Major averages moved higher yesterday on lower volume after the last two day drubbing. Damage done to leading stocks is pronounced and is reminiscent of prior market corrections where an initial 1-2% pullback over a couple of days in the major averages would lead to much deeper damage among leading stocks. Earlier this year, initial damage was considerable and led to the deepest corrections among leading stocks since QE began in full measure in January 2013. That said, with an imminent changing of the QE guard on the horizon, this initial damage could worsen in at least the short run, and with futures down sharply this morning as reality bubbles back up to the surface in Europe, this is starting to play out in real time.
So while markets kept calm yesterday after the minutes from the June FOMC meeting were released, the level of complacency was a red flag, and today, markets seem to be having second thoughts. Within those minutes were Fed concerns about the low volatility complacency seen in the markets as they continued to reach new highs over the past few weeks implying that investors aren’t factoring in a more hawkish central-bank approach.

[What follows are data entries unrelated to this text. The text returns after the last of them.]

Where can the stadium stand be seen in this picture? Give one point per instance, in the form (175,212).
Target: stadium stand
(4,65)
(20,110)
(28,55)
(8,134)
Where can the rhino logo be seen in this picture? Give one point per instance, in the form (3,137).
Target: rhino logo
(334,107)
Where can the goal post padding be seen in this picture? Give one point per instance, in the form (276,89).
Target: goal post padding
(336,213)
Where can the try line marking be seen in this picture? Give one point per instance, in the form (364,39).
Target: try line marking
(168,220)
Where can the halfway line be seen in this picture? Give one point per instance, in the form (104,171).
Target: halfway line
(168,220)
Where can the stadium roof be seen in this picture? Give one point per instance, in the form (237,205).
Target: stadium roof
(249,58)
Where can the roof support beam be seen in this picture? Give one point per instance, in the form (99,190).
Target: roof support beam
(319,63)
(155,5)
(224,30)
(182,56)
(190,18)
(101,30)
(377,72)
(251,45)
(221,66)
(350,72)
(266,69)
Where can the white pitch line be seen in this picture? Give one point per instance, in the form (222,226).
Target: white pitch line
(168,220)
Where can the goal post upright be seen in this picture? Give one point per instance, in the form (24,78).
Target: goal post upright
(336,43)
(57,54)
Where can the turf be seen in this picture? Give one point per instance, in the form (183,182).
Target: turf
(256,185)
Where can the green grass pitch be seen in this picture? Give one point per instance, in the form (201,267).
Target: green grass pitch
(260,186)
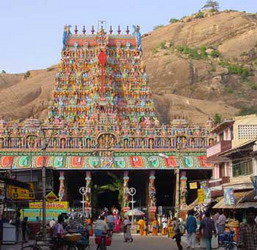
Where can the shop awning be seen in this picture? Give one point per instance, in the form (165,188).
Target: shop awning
(13,182)
(238,196)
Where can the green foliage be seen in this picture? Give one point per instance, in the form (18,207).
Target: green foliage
(252,85)
(158,27)
(163,45)
(197,53)
(236,69)
(155,50)
(248,110)
(215,53)
(174,20)
(229,90)
(210,4)
(200,14)
(217,118)
(27,74)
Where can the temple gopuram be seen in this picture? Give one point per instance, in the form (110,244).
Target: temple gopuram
(102,122)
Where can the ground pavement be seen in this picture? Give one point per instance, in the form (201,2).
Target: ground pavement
(139,243)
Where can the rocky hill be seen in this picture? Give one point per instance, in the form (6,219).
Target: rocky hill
(197,66)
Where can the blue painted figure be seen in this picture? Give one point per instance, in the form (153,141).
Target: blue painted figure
(66,34)
(137,34)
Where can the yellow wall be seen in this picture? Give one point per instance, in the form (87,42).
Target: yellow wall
(246,121)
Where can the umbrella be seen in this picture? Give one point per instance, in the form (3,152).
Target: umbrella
(135,212)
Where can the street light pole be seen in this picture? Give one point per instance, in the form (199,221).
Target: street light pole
(44,198)
(177,203)
(132,191)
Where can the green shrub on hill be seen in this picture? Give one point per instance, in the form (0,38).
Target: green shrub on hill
(236,69)
(244,110)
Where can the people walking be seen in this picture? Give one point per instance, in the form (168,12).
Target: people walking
(221,223)
(101,226)
(142,226)
(164,225)
(207,229)
(155,227)
(248,231)
(24,229)
(177,237)
(191,227)
(110,222)
(126,230)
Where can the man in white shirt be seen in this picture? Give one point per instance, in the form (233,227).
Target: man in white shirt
(221,223)
(100,226)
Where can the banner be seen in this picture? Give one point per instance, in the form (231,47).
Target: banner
(200,195)
(50,205)
(193,185)
(207,192)
(17,193)
(229,196)
(254,182)
(32,214)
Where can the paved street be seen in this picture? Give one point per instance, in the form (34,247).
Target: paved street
(140,243)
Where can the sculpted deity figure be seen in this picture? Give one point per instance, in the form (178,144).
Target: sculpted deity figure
(137,34)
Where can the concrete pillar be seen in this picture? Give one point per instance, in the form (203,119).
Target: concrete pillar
(61,192)
(125,204)
(151,196)
(88,207)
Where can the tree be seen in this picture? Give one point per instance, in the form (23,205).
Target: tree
(217,118)
(210,4)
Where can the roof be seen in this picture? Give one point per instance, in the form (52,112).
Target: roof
(238,196)
(238,148)
(222,126)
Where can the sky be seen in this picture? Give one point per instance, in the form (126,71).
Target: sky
(31,30)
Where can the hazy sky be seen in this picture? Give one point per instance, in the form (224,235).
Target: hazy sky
(31,32)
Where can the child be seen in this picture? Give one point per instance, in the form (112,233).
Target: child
(177,237)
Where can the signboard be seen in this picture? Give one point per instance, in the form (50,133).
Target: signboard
(193,185)
(50,205)
(17,193)
(51,196)
(200,195)
(254,182)
(32,214)
(207,192)
(2,190)
(229,196)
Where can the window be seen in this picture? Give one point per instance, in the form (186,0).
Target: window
(242,168)
(248,131)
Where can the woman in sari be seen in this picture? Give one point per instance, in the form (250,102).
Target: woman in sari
(155,227)
(142,226)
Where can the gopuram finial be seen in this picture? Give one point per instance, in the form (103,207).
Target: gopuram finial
(119,30)
(84,30)
(93,30)
(111,30)
(76,30)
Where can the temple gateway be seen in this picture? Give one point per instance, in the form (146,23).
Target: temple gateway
(102,129)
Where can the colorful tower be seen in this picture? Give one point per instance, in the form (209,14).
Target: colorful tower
(102,80)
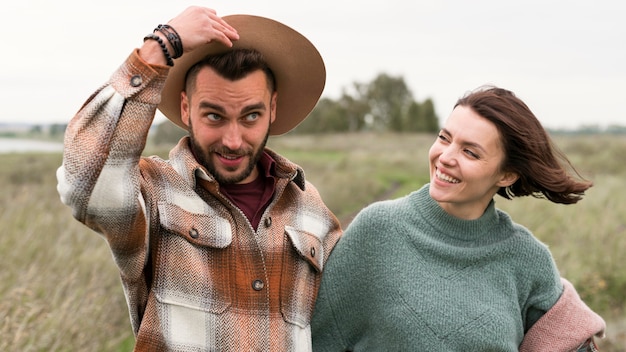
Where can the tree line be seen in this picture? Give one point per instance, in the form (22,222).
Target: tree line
(386,104)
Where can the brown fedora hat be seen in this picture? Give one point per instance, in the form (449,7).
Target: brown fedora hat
(297,65)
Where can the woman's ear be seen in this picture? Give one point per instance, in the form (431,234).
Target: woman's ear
(508,178)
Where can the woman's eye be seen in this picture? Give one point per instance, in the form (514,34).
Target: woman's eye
(472,154)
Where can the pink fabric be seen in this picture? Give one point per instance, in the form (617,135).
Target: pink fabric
(568,324)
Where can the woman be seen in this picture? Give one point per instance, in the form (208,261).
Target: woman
(442,269)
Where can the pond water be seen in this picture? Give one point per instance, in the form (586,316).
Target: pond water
(18,145)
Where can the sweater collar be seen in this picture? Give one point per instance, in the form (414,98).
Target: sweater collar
(450,227)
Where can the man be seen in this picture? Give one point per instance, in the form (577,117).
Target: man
(222,246)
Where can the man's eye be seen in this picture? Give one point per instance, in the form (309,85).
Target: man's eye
(252,116)
(213,117)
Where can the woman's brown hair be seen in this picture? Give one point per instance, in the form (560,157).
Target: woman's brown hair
(544,171)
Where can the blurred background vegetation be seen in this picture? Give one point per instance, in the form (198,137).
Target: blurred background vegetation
(60,290)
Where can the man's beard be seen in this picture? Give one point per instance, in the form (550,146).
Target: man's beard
(204,158)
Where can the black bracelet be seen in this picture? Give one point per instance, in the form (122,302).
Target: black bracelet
(166,52)
(172,37)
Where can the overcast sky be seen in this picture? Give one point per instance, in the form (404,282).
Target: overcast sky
(566,59)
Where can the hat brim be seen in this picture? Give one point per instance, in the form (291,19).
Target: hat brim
(297,66)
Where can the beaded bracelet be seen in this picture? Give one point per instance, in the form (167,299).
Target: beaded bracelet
(173,37)
(166,52)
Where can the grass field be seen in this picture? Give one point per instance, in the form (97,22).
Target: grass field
(60,291)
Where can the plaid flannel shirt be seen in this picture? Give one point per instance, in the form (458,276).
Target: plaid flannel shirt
(196,275)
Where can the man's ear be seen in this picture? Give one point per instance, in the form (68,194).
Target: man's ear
(184,108)
(273,102)
(508,178)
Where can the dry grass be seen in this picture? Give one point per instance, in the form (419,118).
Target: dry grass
(60,290)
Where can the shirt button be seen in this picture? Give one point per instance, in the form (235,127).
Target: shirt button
(136,81)
(257,285)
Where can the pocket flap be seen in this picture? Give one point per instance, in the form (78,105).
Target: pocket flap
(308,246)
(208,230)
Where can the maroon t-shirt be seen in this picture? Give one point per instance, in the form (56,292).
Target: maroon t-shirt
(252,198)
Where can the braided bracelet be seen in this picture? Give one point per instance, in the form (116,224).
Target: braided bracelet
(173,37)
(166,52)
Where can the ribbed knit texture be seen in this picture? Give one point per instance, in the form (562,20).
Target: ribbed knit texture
(408,276)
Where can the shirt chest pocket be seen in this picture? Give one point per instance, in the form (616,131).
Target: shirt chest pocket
(302,270)
(193,264)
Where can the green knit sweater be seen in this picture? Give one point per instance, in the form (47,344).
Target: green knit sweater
(407,276)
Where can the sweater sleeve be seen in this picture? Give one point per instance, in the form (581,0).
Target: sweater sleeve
(100,178)
(336,322)
(566,326)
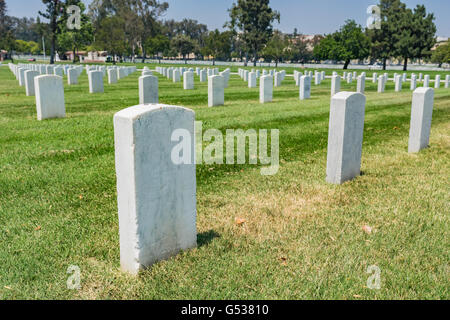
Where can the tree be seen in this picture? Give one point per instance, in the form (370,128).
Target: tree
(54,9)
(441,55)
(110,36)
(276,48)
(7,39)
(254,19)
(183,45)
(158,45)
(218,44)
(344,45)
(148,12)
(383,40)
(73,39)
(416,35)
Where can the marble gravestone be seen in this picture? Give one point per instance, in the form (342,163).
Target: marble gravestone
(95,82)
(421,115)
(266,89)
(148,90)
(156,183)
(305,87)
(345,137)
(216,91)
(49,91)
(29,82)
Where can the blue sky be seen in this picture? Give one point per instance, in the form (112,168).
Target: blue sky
(309,17)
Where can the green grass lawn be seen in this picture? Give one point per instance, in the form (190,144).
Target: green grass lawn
(302,238)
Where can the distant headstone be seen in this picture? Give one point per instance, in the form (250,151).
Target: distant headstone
(421,115)
(345,137)
(305,87)
(437,82)
(426,81)
(148,90)
(361,84)
(188,80)
(49,97)
(95,82)
(156,183)
(112,76)
(266,89)
(216,94)
(29,82)
(335,85)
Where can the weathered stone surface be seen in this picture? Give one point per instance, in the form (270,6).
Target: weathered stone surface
(156,195)
(421,115)
(216,94)
(148,90)
(49,92)
(95,82)
(188,80)
(305,87)
(345,137)
(29,82)
(335,85)
(266,89)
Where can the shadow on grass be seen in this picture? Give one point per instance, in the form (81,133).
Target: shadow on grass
(205,238)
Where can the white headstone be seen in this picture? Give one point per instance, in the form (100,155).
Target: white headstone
(216,94)
(305,87)
(361,84)
(156,183)
(95,82)
(29,82)
(421,115)
(188,80)
(49,97)
(437,82)
(266,89)
(335,85)
(112,76)
(148,89)
(252,80)
(345,137)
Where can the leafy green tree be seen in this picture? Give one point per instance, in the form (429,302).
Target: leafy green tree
(441,55)
(54,9)
(7,39)
(74,39)
(183,45)
(277,47)
(218,45)
(383,40)
(110,36)
(253,19)
(158,45)
(416,35)
(344,45)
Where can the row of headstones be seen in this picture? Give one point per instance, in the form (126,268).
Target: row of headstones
(148,83)
(157,197)
(49,89)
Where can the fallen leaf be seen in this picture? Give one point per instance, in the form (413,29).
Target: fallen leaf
(367,229)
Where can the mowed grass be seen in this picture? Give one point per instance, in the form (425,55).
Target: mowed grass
(302,238)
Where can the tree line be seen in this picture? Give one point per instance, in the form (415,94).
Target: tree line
(135,28)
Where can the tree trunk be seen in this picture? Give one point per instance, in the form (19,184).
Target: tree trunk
(347,62)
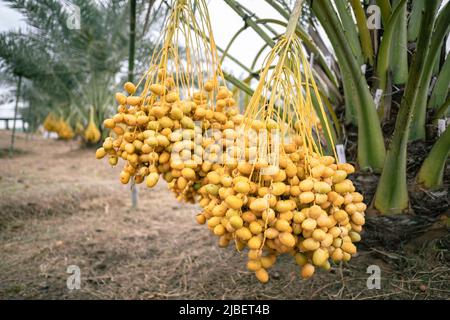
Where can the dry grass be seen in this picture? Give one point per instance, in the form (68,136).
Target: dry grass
(59,207)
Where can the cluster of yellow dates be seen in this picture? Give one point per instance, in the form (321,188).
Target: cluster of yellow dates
(304,206)
(308,209)
(147,131)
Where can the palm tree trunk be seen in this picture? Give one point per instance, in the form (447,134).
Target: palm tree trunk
(13,136)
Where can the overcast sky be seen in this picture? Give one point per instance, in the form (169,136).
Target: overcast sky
(225,23)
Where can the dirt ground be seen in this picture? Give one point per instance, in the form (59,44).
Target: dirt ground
(59,207)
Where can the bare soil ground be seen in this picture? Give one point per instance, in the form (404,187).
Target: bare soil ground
(59,207)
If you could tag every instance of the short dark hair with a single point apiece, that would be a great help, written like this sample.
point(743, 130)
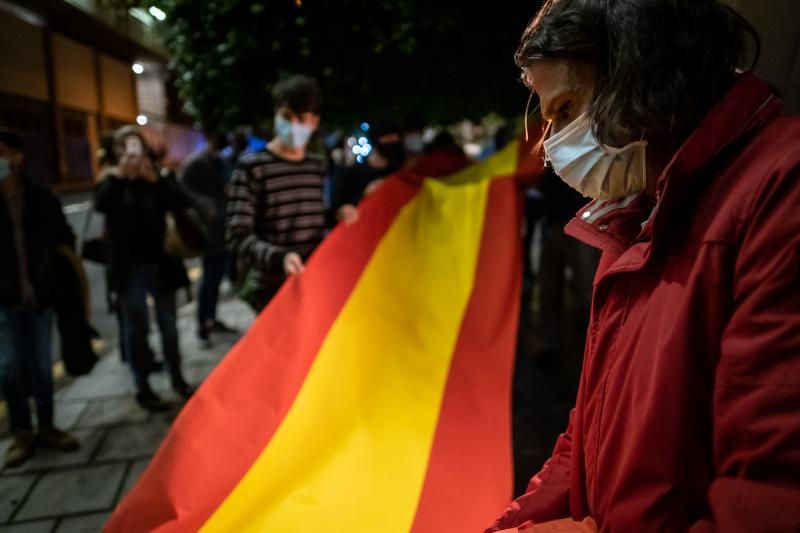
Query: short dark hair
point(123, 133)
point(12, 139)
point(661, 64)
point(299, 93)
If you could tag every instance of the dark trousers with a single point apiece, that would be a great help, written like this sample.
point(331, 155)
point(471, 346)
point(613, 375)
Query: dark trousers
point(26, 366)
point(214, 267)
point(560, 251)
point(143, 281)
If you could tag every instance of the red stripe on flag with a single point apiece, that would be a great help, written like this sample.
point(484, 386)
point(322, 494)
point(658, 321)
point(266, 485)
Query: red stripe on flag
point(233, 416)
point(469, 478)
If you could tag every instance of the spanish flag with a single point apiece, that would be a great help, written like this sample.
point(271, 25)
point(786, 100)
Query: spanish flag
point(373, 393)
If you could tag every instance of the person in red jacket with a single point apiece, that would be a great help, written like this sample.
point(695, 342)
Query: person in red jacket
point(688, 411)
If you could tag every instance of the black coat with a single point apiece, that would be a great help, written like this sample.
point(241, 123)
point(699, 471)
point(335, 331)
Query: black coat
point(45, 230)
point(135, 212)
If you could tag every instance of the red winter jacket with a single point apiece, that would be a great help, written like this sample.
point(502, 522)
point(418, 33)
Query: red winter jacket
point(688, 412)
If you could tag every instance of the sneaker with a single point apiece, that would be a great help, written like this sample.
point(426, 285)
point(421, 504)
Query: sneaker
point(222, 327)
point(183, 389)
point(149, 401)
point(20, 450)
point(55, 439)
point(204, 335)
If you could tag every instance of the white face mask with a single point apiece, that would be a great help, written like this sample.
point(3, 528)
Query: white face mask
point(292, 134)
point(594, 169)
point(5, 168)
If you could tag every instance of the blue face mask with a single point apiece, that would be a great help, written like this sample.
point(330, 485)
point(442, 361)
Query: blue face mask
point(5, 168)
point(292, 134)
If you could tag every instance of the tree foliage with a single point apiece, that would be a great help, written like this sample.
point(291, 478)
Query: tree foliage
point(444, 60)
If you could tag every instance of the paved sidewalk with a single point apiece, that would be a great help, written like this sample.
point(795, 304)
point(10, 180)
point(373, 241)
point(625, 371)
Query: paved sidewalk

Assuming the economic recovery goes as planned, the Fed will end its bond-buying program in October. That said, the Fed has said it will keep rates near zero for a "considerable time" which implies some form of market manipulation. While the market expects interest rates to be kept low well into 2015, Pimco's Bill Gross, manager of the largest bond fund in the world, has said he expects low rates well into 2016 due to a lackluster economic recovery.
So given this, the long term uptrend could remain intact, but a correction of the magnitude seem earlier this year is entirely possible. Complacency is also observed by the latest survey of Investors Intelligence newsletter writers which showed a rise in bullish sentiment to 60.6% from 57.6% last week. The bulls-bears spread stands at 45.4% which is the highest so far this year. Such complacent bullishness can act as a contrarian signal.
It is best to keep stops tight in such an environment. Selling and moving to the safety of the sidelines or establishing short position in logical areas can also be prudent.
Given all of the the above, the Market Direction Model and UVXY Model are both heading to cash this morning. UVXY's latest signal reaped huge gains, and as we have stated before, one can take profits when certain percentages are reached, while trading around a core position.